Gates Summit Raises Billions for Abortion Groups
“What are women’s attitude toward children,” I asked a representative from a Sierra Leone family planning organization.
“Before the war, they were negative. Now they are positive.”
“Do they want children?” I clarified.
“Yes, they want children. They need to learn their rights. When they learn their rights, they won’t want children.”
He was among the select invited to London to witness the parade of African presidents, Asian and European leaders and drug companies make promises at the Summit on Family Planning that concluded in London last Wednesday.
The Bill and Melinda Gates Foundation and the United Kingdom’s Department for International Development, along with International Planned Parenthood Federation and the UN Population Fund convened the Summit as a platform for government leaders and pharmaceutical companies to commit to supply funds and access to contraception.
Much of the audience was those who stand to benefit richly from the multi-billion dollar windfall. Family planning groups were partners in organizing the event and will implement Melinda Gates’ vision. Many of the groups have a sordid association with abortion and population control.
Gates opened the conference with a video of her recent visit with women in Senegal. Family planning groups organized the visits and provided translation in the meetings. “Hundreds of millions of women demand our action,” she stated. This campaign “will be a new beginning to bring far more resources than ever before” to family planning and establish new efforts from the private sector, such as drug companies and local leaders. She said another goal is to “increase demand” for contraception.
The Gates Foundation has targeted Sub-Saharan Africa and Southeast Asia for its contraception campaign because they note these regions have the highest maternal mortality rates. This region also has the highest fertility rates in the world.
Ethiopia’s Minister of Health told the Summit of his country’s need to increase education, skilled birth attendants, and improve obstetrical care – the proven measures for reducing maternal mortality – and to improve child survival.
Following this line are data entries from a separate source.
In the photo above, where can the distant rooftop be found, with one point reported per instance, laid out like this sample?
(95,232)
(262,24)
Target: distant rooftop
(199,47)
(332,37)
Ethiopia will accelerate access to contraception, he stated. “Free modern contraception is the key to fueling demand for contraception.”
Pledges from other countries echoed each other: provide information on contraception, train health care providers, provide different methods of modern contraception, improve supply chains so clinics are fully stocked with contraceptives, and universal access. Each new pledge was met with applause from the crowd.
South Korea has a 100% contraception prevalence rate, stated its ambassador to Britain. The nation began reducing birth rates in the 1960s and is “a model for the world.” Now we suffer from a very low birth rate, he conceded. “There is some expert opinion that we overdid it.”
A few speakers mentioned religious and cultural concerns about family planning as barriers to overcome. One key element of this new effort is engaging religious and local leaders, people that women will trust and believe.
Norway’s Minister of Development Heikki Holmas, and UK Prime Minister David Cameron, spoke about opposition to the conference and the program.
Holmas gets “angry at conservative voices that work against sexual and reproductive rights.” Norway was once a poor country, but now it is rich, he noted. Developing countries should follow its example. “And if you don’t have oil,” he advised, “your future lies in family planning.”
“We have the moral argument,” said Cameron. His advice to dealing with opponents: those who question if this is proper use of aid or is offensive to cultural and religious beliefs is to “rely on the force of our arguments.”
Summit organizers hoped to raise $4 billion. In the end, $4.6 billion was pledged. The Gates Foundation increased its total amount on contraception programs to $1 billion over the next eight years.
Melinda Gates has declared that access to contraception is her signature issue, her lifetime work.